I have a half-hour to kill while they change over the drivers. Each one does their own little section – driving the bus one way, then returning on a bus going the other way. So, I walk up the strip to where I saw the tanks. There must be twenty armed soldiers hiding in the shadows of those beasts. Something is out there.

Turns out (and get this) it’s a demonstration supporting the new President. I kid you not. Supporting! I ask the guy ‘why the tanks?’, and he tells me ‘it’s to protect the good folks who are standing up for their individual rights to free-speech’. I thought he meant the other lot – but he didn’t. He meant those supporting the President. Is he crazy? What can the other lot do against tanks? Someone does what they did in China all those years ago and puts flags in the barrels of the guns. He gets hit and knocked to the ground. So much for free-speech, I’m thinking. What a load of baloney. Nowadays, free-speech is whatever backs up with what those in charge are thinking. Jeez, I’d probably get hit for just thinking that.

What happened to my country? When did it get so divided? Did too many good people keep quiet? Is this the beginning of the end? Because it sure feels like it.
It’s a strange old place, is Vegas. All about the gambling and the shows. 

Everywhere you go there are machines to play this and try that. But try to find out the time – and you can’t. So perhaps, this place would work just as well on the Moon.

I go into a small café for a pee, then a coffee and before I’ve got time to sip one drop, a brick comes straight through the store window. Some lady and a kid, sitting at the window, get hit and I can see blood trickling down both their faces. Before I can even cuss, two cops look in the café, then chase the guy, who threw the projectile, down the Strip. No one comes in to see if we are all okay. Guess that’s what we’ve become. A country that likes to catch those who disagree with it – and if you get caught up in the middle of it all – well, you’re just collateral, plain and simple.   

Now don’t you ever misuse my words and get me wrong, I love my country. I mean I love my country from the tip of my hairs to the nails on my feet and all stations in between. But something happened while we were sleeping. Those crazy folks who you would meet in malls or on buses, the ones who used to spout all sorts of crazy stuff, started to vote and when they tasted a little bit of what that could do, they voted some more. Right, I hear what you’re saying: it’s their world too, but just because you think a man is wrong because of his skin, or who he sleeps with, or what tongue he speaks – don’t mean you are right.

Once the genie is out of the bottle there ain’t no going back. No sir. Getting rid of a President don’t fix things. It surely doesn’t, because once you realize you are hungry, all you want is more of what you need.

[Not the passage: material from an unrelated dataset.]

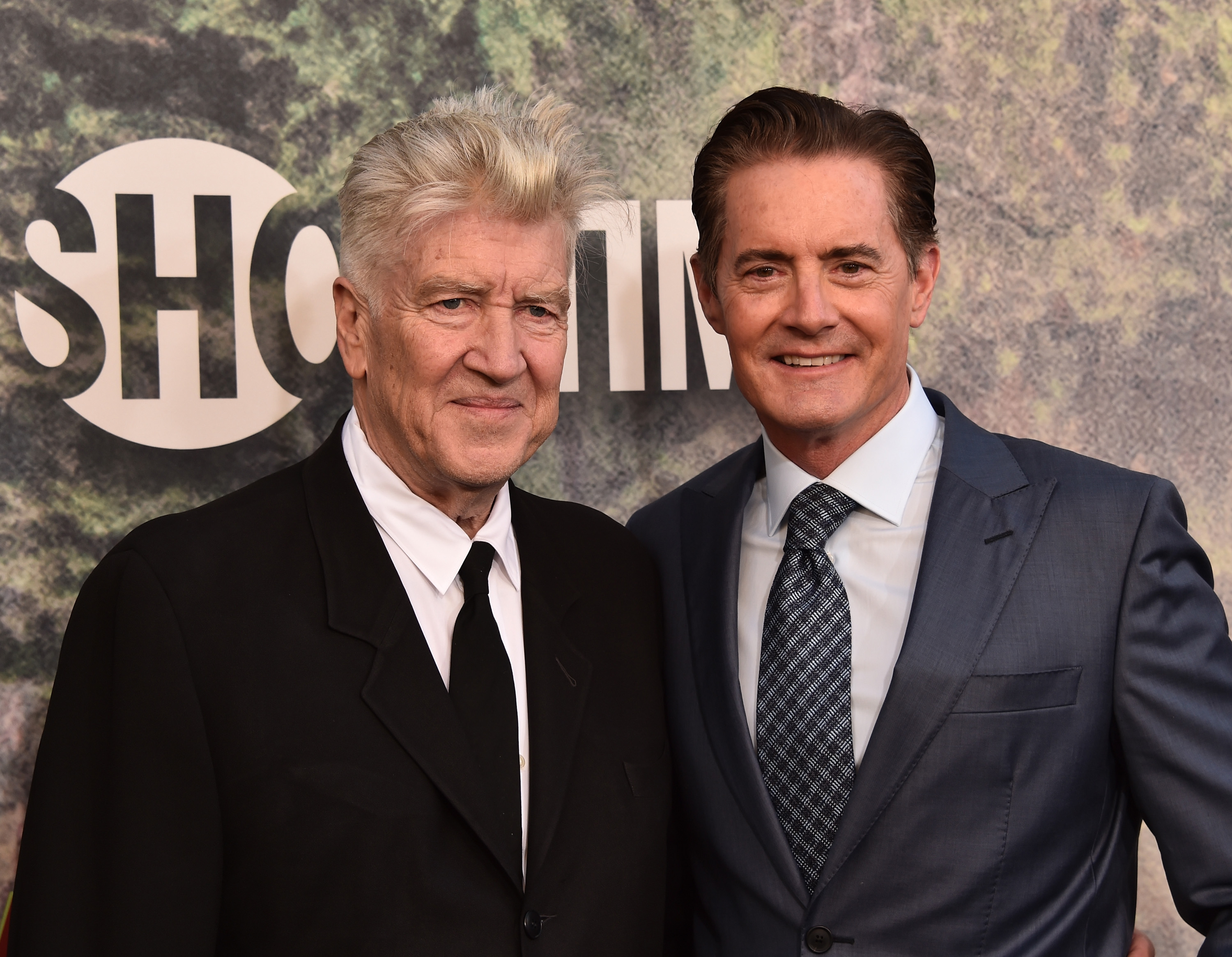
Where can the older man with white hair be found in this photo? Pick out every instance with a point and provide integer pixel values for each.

This country, my country, is split right down the middle and nothing is going to fix that.

It’s just then that I get brought back with a bang. The guy the cops had been chasing is dragged back up the Strip. He managed to kick out and hit our window on the way back. Guess he’s going where Prince is going.

I remember once, long time ago, in my short life, me and my granddaddy were fishing in a creek out by the old docks. Now my granddaddy never fished in his life, but he used to like to come and keep me company while I gave it a try. To be real honest, I never caught anything worthwhile. Just little ones, from time to time, which I would throw back. But my granddaddy used to smoke his pipe and sit and think about the world.

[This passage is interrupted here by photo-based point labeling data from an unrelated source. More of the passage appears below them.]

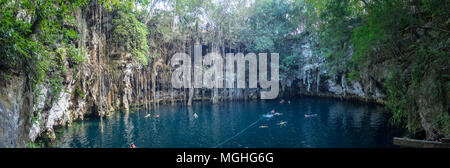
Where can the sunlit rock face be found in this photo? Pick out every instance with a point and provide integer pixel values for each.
(15, 111)
(313, 78)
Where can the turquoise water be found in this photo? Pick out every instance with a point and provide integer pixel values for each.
(337, 124)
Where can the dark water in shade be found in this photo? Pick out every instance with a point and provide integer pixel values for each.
(338, 124)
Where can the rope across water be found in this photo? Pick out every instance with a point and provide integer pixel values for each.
(242, 131)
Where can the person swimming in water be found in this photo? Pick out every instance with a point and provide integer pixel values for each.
(310, 115)
(282, 123)
(195, 115)
(278, 114)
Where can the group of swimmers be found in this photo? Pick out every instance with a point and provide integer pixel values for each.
(149, 115)
(282, 123)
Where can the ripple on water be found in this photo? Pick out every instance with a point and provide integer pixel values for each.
(337, 124)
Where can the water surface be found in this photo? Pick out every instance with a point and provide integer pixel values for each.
(341, 124)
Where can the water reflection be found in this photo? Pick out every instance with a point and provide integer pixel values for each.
(337, 124)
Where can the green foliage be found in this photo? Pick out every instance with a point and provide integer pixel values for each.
(131, 33)
(39, 144)
(412, 37)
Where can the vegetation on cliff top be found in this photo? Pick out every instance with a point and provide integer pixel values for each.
(38, 38)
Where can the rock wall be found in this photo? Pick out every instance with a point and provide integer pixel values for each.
(111, 80)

“What if fish could scream?” He asked one morning.
“Well, would ya still keep on fishing if they screamed to high-heavens as they were being pulled out of the creek?”
“I guess not,” I told him.
“Then why do it?” He asked.

And do you know what? He was right. I never fished another fish again.  So, what’s the point of the story, you’re asking? The point is, people are getting away with murder these days because fish don’t scream. Folks are being pulled out of the river of life by thugs and no one is caring, because it’s not them – this time.
And we all know where that thinking leads.